If a binary file (e.g., an email message) is sent via a system or communications link that is not 8-bit clean, it will get corrupted. This is where the Uuencode command plays a critical role. Uuencode uses only ASCII characters.
Encoding binary files with Uuencode protects them from corruption. Uudecode then reverses the effects of Uuencode, so files arrive at their destination intact and unchanged.
Uuencode syntax and operation
Uuencoded data starts with a line that takes the form:
begin <mode> <file>
<mode> is the file's read/write/execute permissions
<file> is the name to be used when recreating the binary data
Example: begin 644 myfile.zip
- SourceFile: Specifies the name of the input binary file; default is standard input.
- RemoteFile: Specifies the name of the decoded file.
Localization environment variables
How does Uuencode work?
Uuencode takes in a group of three pre-formatted bytes (24 bits) and splits them into four groups of six bits each.

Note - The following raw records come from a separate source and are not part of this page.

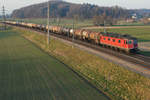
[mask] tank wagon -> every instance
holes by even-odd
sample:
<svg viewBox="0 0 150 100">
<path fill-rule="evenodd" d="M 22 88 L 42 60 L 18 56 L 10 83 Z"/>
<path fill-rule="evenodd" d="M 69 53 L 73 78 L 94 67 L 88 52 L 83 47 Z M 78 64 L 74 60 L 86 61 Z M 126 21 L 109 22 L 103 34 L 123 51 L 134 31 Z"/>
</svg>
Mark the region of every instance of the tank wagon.
<svg viewBox="0 0 150 100">
<path fill-rule="evenodd" d="M 41 31 L 48 31 L 48 26 L 6 21 L 5 23 L 11 25 L 17 25 L 22 27 L 28 27 L 38 29 Z M 59 26 L 49 26 L 50 32 L 55 34 L 73 37 L 82 41 L 86 41 L 98 46 L 112 48 L 116 51 L 125 51 L 126 53 L 136 53 L 138 51 L 138 40 L 130 35 L 121 35 L 117 33 L 104 33 L 104 32 L 92 32 L 85 29 L 70 29 Z"/>
</svg>

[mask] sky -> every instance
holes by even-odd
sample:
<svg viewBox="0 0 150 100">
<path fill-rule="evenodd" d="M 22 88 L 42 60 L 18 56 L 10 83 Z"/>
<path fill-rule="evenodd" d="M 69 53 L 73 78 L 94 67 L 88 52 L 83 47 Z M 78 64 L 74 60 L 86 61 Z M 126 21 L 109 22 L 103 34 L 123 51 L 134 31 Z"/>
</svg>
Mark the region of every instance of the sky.
<svg viewBox="0 0 150 100">
<path fill-rule="evenodd" d="M 6 8 L 6 13 L 11 13 L 15 9 L 25 7 L 31 4 L 46 2 L 47 0 L 0 0 L 0 14 L 2 6 Z M 65 0 L 73 3 L 90 3 L 99 6 L 121 6 L 127 9 L 150 9 L 150 0 Z"/>
</svg>

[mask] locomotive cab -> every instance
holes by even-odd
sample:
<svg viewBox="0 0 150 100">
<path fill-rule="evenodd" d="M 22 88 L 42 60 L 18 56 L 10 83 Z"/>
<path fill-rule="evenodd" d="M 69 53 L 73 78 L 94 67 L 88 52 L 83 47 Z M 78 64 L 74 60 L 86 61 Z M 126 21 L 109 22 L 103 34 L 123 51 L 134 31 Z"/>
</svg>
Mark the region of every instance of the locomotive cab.
<svg viewBox="0 0 150 100">
<path fill-rule="evenodd" d="M 136 53 L 138 51 L 138 41 L 137 39 L 129 39 L 127 40 L 128 49 L 130 53 Z"/>
</svg>

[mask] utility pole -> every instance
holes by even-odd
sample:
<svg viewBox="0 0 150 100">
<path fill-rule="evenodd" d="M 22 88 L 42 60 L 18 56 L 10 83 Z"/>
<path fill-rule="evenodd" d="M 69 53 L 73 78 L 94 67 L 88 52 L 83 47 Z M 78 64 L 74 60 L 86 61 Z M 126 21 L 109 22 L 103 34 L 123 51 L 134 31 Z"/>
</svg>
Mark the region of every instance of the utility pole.
<svg viewBox="0 0 150 100">
<path fill-rule="evenodd" d="M 72 37 L 72 40 L 74 42 L 74 18 L 73 18 L 73 25 L 72 25 L 72 28 L 73 28 L 73 37 Z"/>
<path fill-rule="evenodd" d="M 47 43 L 48 43 L 48 45 L 49 45 L 49 43 L 50 43 L 50 33 L 49 33 L 49 17 L 50 17 L 50 5 L 49 5 L 49 0 L 48 0 L 48 2 L 47 2 L 47 8 L 48 8 L 48 10 L 47 10 L 47 26 L 48 26 L 48 31 L 47 31 Z"/>
<path fill-rule="evenodd" d="M 5 16 L 5 7 L 2 7 L 2 13 L 3 13 L 3 22 L 6 21 L 6 16 Z M 4 23 L 4 29 L 6 30 L 6 24 Z"/>
<path fill-rule="evenodd" d="M 105 27 L 106 21 L 104 20 L 104 33 L 106 33 L 106 27 Z"/>
</svg>

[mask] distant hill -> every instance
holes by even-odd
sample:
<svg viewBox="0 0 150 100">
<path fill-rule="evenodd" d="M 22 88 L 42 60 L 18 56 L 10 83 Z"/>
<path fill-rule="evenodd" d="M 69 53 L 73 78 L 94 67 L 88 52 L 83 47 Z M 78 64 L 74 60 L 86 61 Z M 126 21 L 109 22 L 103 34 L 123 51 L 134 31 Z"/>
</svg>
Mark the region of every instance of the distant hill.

These groups are treated as numbers of value 0-63. If there are less than three bytes left, it adds trailing zeros.
- It also adds begin/end tags, filename and delimiters
- Decimal 32 is added to each number
- The new numbers are output as ASCII characters from 32 (space) to 95 (underscore).
- Each group of 60 output characters (45 input bytes) is output as a separate line.
- Each line is preceded by an M.
- At the end of the input, if there are N output characters left after the last group of 60 and if N>0, they will be preceded by the character with code 32+N.
- The output consists of one line containing just a single space and one line containing the word "end."
History of Uuencode
The uuencode command first appeared in Berkeley Software Distribution (BSD) 4.0. BSD was an operating system (OS) based on the source code of the Research Unix OS developed at Bell Labs in the 1970s. Although BSD and its derivatives were eventually discontinued, its descendants are used by many current proprietary OSes, including Apple's macOS and iOS.
The name Uuencode stood for Unix-to-Unix encoding, since it was originally meant to be used by users of Unix systems. The idea was to use a safe encoding method to transfer files from one Unix system to another. It was used with UUCP (Unix to Unix Copy Protocol) -- a Unix utility that copies files from one computer to another -- to transfer binary files over serial lines that did not preserve the top bit of characters.
Now, Uuencode is used to send binary files in ASCII format over the internet, via email, to post to USENET newsgroups, etc.